Remuscularization of infarcted hearts with engineered heart tissues (EHTs) built from human induced pluripotent stem cell-derived cardiomyocytes (hiPSC-CMs) represents a promising therapy to restore cardiac function after myocardial infarction (MI). Nevertheless, EHT implantation may entail high arrhythmic risk due to the poor maturation of hiPSC-CMs in these constructs, leading to slow conduction and prolonged action potential duration (APD). We in silico assessed the arrhythmic potential of EHT engraftment as a function of its electrical conductivity (EHTc) and the alignment of its hiPSC-CMs (EHTal) with respect to the native epicardial tissue.

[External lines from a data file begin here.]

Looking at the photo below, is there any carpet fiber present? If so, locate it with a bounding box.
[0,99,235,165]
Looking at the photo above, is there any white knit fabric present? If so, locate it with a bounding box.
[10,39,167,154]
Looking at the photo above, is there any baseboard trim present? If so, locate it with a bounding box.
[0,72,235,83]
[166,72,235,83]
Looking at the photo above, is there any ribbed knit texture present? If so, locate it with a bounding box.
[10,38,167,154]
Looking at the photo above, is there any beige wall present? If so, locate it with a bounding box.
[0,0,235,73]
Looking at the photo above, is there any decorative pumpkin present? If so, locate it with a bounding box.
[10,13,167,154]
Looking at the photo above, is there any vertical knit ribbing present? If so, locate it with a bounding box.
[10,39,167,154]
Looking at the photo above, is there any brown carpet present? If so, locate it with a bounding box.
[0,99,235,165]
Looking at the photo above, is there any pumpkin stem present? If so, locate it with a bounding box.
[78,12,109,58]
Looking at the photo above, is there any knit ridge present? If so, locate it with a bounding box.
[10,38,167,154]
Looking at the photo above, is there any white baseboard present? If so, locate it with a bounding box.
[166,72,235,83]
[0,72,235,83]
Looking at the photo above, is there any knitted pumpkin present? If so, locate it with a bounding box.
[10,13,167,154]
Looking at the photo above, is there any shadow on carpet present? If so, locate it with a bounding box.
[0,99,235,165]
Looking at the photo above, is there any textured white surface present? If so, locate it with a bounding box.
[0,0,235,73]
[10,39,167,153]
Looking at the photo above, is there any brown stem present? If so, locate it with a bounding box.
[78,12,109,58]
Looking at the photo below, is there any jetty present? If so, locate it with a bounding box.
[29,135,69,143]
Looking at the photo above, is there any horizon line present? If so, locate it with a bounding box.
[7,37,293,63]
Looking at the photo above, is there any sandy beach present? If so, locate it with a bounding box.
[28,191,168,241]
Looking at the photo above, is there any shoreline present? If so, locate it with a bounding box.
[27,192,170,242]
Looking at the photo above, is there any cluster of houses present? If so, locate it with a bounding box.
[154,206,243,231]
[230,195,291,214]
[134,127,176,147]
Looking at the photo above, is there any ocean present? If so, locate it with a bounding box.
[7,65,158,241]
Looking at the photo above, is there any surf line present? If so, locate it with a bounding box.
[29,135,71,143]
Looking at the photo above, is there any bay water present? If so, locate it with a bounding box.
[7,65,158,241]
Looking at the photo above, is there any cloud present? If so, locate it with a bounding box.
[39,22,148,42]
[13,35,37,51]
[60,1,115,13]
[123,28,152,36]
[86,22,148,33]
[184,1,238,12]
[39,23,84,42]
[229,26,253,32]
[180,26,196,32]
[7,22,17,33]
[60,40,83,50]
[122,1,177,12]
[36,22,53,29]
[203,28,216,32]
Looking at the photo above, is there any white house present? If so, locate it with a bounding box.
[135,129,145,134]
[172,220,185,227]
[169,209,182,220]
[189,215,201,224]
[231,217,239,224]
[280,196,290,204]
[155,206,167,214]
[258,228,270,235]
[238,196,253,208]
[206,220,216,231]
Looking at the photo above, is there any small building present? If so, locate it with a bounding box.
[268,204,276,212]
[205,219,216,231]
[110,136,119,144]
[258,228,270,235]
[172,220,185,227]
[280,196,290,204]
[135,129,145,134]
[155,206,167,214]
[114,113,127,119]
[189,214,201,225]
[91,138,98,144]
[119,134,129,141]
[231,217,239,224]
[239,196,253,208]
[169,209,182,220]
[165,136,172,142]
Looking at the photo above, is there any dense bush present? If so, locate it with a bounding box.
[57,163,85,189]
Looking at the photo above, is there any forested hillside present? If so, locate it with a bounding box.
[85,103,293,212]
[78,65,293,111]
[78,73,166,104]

We used our previously developed porcine-specific biventricular (BiV) electrophysiological model with representation of MI in the left apical region. The anatomy and tissue properties were defined based on magnetic resonance image processing. The fiber field was computed from a rule-based model. An endocardial conduction system (CS) was built by interconnecting landmarks with geodesic paths and a fractal tree algorithm. Next, we engrafted an EHT model covering the MI region. We tested EHTc values of 10%, 50% and 90% of that in healthy myocardium and random, parallel and perpendicular EHTal.

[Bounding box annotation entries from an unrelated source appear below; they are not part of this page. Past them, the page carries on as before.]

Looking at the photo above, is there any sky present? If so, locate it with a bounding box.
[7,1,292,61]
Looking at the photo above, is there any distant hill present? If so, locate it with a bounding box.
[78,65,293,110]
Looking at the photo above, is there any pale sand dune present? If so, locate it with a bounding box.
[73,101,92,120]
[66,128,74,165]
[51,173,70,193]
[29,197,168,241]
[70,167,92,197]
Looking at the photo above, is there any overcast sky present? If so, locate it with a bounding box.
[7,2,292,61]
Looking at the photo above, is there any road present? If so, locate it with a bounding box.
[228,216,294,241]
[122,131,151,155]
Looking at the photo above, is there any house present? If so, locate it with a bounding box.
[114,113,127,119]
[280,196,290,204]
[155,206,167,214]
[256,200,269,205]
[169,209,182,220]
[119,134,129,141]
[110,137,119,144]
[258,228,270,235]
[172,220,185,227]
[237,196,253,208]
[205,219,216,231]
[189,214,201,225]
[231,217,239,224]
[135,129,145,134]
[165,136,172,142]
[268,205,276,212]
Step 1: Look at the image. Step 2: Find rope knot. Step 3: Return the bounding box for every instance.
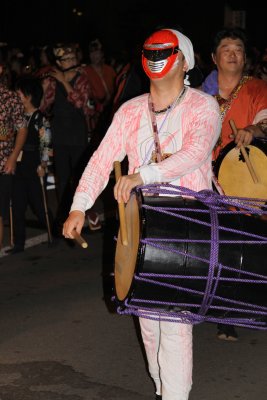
[198,190,220,208]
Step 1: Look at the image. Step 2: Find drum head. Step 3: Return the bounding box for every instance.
[214,142,267,199]
[114,194,140,301]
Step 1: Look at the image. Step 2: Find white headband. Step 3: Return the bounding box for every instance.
[171,29,195,72]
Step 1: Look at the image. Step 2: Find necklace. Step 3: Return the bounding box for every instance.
[153,86,186,115]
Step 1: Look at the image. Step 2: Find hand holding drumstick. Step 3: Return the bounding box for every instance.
[114,161,143,246]
[62,210,88,249]
[229,119,259,183]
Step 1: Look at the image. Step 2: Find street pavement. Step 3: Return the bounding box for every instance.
[0,188,267,400]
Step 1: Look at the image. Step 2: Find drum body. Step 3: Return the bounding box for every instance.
[114,191,267,320]
[213,139,267,199]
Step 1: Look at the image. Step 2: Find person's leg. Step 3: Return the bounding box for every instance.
[53,146,71,237]
[27,175,46,228]
[139,318,161,395]
[0,216,4,250]
[159,321,193,400]
[12,176,28,250]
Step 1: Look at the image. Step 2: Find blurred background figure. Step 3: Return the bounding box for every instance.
[0,64,27,249]
[5,76,52,254]
[41,44,100,237]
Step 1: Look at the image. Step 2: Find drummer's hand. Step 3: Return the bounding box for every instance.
[114,172,144,203]
[230,125,254,149]
[62,210,85,239]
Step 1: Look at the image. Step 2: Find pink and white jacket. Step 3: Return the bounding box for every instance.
[71,88,221,212]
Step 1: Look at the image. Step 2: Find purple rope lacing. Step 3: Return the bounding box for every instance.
[113,184,267,329]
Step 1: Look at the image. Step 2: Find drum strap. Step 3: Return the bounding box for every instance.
[148,86,186,163]
[148,98,163,163]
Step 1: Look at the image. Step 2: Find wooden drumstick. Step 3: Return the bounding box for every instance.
[229,119,259,183]
[71,229,88,249]
[114,161,128,246]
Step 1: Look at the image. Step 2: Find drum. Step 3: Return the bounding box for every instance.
[214,139,267,199]
[114,186,267,326]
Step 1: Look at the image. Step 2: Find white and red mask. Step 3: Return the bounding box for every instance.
[142,29,180,79]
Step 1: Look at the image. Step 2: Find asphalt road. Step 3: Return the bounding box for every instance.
[0,195,267,400]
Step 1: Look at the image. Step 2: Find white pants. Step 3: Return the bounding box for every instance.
[139,318,193,400]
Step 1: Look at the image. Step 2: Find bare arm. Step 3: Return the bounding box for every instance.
[4,128,28,174]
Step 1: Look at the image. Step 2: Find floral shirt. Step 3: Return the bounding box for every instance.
[0,84,26,174]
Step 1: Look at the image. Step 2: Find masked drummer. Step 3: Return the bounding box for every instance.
[63,29,221,400]
[202,28,267,341]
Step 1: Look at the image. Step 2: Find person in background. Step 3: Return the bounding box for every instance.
[202,28,267,341]
[41,44,101,237]
[5,76,51,254]
[0,64,27,249]
[63,29,221,400]
[85,38,116,139]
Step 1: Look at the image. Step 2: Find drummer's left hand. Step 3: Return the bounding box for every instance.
[114,172,144,203]
[231,125,256,149]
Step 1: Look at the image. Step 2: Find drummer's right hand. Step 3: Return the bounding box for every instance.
[62,210,85,239]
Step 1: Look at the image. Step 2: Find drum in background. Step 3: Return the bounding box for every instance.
[114,190,267,321]
[213,139,267,199]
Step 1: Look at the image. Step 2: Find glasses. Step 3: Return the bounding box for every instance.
[143,46,180,61]
[60,57,76,62]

Results showed that APD values in the EHT were driven by the surrounding myocardium, with this effect being enhanced for increasing EHTc. Importantly, EHTal did not play a role in repolarization time gradients (RTGs), while higher EHTc led to lower RTGs, thus implying lower repolarization dispersion and decreased arrhythmic risk. For all EHTal cases, the maximum RTG was reduced by 70 ms/mm when EHTc increased from 10% to 90%.
As a conclusion, proarrhythmicity after EHT implantation in MI hearts mainly depends on EHTc while hiPSC-CMs alignment seems to play a secondary role in the electrophysiological alterations induced by EHT therapy.